Translator for Jenkins declarative and imperative syntax pipelines
Problem to solve
Our customers who are migrating from Jenkins have pipelines that use the newer declarative or imperative syntax (as opposed to JenkinsFiles, a Groovy DSL).
- The Declarative Jenkinsfile - this has the traditional stage and node blocks. This is the most recent format. Also easiest to parse.
- Declarative Jenkinsfile w/ Groovy Library - This is a declarative Jenkinsfile that one each stage/node simply invoked some external Groovy code. The Jenkinsfile just controls the flow.
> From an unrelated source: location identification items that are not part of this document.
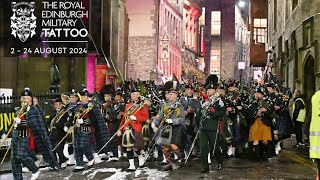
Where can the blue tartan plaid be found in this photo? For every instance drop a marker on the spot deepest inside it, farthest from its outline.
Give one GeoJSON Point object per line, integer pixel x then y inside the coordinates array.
{"type": "Point", "coordinates": [21, 155]}
{"type": "Point", "coordinates": [34, 122]}
{"type": "Point", "coordinates": [82, 146]}
{"type": "Point", "coordinates": [101, 131]}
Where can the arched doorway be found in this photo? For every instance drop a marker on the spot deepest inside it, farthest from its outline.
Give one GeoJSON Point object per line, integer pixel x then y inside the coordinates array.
{"type": "Point", "coordinates": [309, 85]}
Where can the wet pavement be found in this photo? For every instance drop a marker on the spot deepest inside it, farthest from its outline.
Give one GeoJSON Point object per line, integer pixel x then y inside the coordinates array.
{"type": "Point", "coordinates": [289, 164]}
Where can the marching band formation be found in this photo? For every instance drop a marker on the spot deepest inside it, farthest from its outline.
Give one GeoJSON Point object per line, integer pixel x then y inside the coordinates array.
{"type": "Point", "coordinates": [173, 122]}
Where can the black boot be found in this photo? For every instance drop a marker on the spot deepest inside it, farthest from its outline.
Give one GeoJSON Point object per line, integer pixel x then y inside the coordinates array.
{"type": "Point", "coordinates": [168, 167]}
{"type": "Point", "coordinates": [257, 152]}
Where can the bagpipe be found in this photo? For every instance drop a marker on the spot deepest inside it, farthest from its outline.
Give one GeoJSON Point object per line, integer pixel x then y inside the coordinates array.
{"type": "Point", "coordinates": [21, 113]}
{"type": "Point", "coordinates": [59, 115]}
{"type": "Point", "coordinates": [132, 110]}
{"type": "Point", "coordinates": [81, 113]}
{"type": "Point", "coordinates": [158, 133]}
- The Imperative Jenkinsfile - This is the same as above, except inside the stages it calls exterior functions to Groovy functions. Because of this the pipeline can go forwards and backwards, redoing stages as necessary. It can also include if/and/else login to change the pipeline structure mid-job.
Intended users
Further details
Original discussion thread in meta epic: &2735 (comment 295171884)
From @awaters3:
Declarative Syntax (as opposed to Groovy) pipelines would be a simpler place to start given it inherently has more structure
Declarative is relatively new though - introduced 2-3 yrs ago and initially with a slow up take. My guess is that today the majority of new pipelines would be developed using Declarative, but that the majority still in use would be Groovy based so a declarative only converter would limit use. Stats show around 55k downloads (and growing) of the relevant plugins for declarative though, so not insignificant.
When discussing possibility of automated conversions with companies, always worth finding out which style of pipeline they are using.
Proposal
Write a tool that can read in a declarative Jenkins configuration file and convert it to a valid .gitlab-ci.yml.
This could take advantage of dynamic child pipelines to put the processor in the originator and the job to be run in the triggered child.